Nov. 10 (Bloomberg) -- Hong Kong Exchanges & Clearing Ltd., operator of Asia’s third-biggest stock market, said third-quarter profit fell 0.5 percent from a year earlier after trading volume declined.
Net income fell to HK$1.22 billion ($157 million), or HK$1.13 per share, for the three months ended Sept. 30, from HK$1.226 billion, or HK$1.14 a share a year earlier, the company said in a statement today. Revenue and other income advanced 1 percent to HK$1.84 billion, it said.
An average HK$61.8 billion worth of shares changed hands daily in the quarter, down from HK$66.7 billion the same period a year earlier, the statement said. The benchmark Hang Seng Index climbed 11 percent in that period. Shares in Hong Kong Exchanges have gained 39 percent this year.
“The markets have moved on from what was a lackluster Q3,” Stephen Andrews, an analyst at UBS AG, wrote in a research report.
Andrews estimated the average daily turnover of the bourse will be HK$86 billion next year, and a record HK$95 billion for 2012, the report said. The analyst lifted the share-price forecast for the stock to HK$125 from HK$115, and maintained a “sell” rating on the stock.
Shares in Hong Kong Exchanges slid 0.2 percent to HK$193.80 at the 12:30 p.m. lunchtime trading break in the city.
Profit for the first nine months gained 2 percent to HK$3.48 billion, the statement said. The average daily turnover was HK$63.1 billion in the first three quarters of this year, up 3 percent from a year earlier, it said.
Luring Foreign Listing
Listing fees climbed 28 percent to HK$657 million in the nine months to Sept. 30, according to the statement.
Ronald Arculli, chairman of the bourse, visited companies in France and Italy last month to seek their listings in Hong Kong, the statement said.
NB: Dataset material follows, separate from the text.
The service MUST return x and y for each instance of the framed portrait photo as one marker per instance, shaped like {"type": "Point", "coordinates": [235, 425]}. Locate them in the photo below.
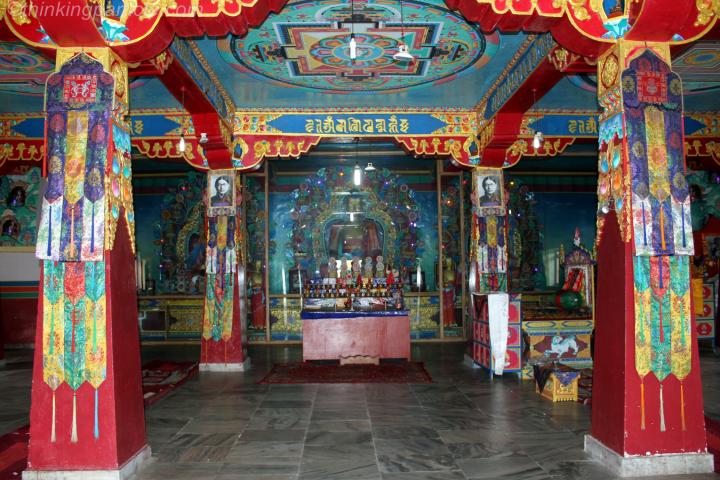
{"type": "Point", "coordinates": [711, 245]}
{"type": "Point", "coordinates": [221, 192]}
{"type": "Point", "coordinates": [489, 192]}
The bourse has also done overseas listing promotion in countries including Russia, Australia, Japan and Taiwan in the third quarter, it said.
United Co. Rusal’s debut in January marked the listing of the city’s first Russian company, followed by L’Occitane International SA in May as the first French company to hold a Hong Kong initial public offering.
“We remain cautiously optimistic about the further growth of our securities and derivatives markets,” Arculli said in today’s statement. “The potential ramifications of any sovereign liquidity problems or currency wars, concerns about the effectiveness of the fiscal measures of different governments and the elevated risk of growing asset bubbles in persistent low interest rate environments deepen the uncertainty over the world’s economic performance and the outlook for financial markets.”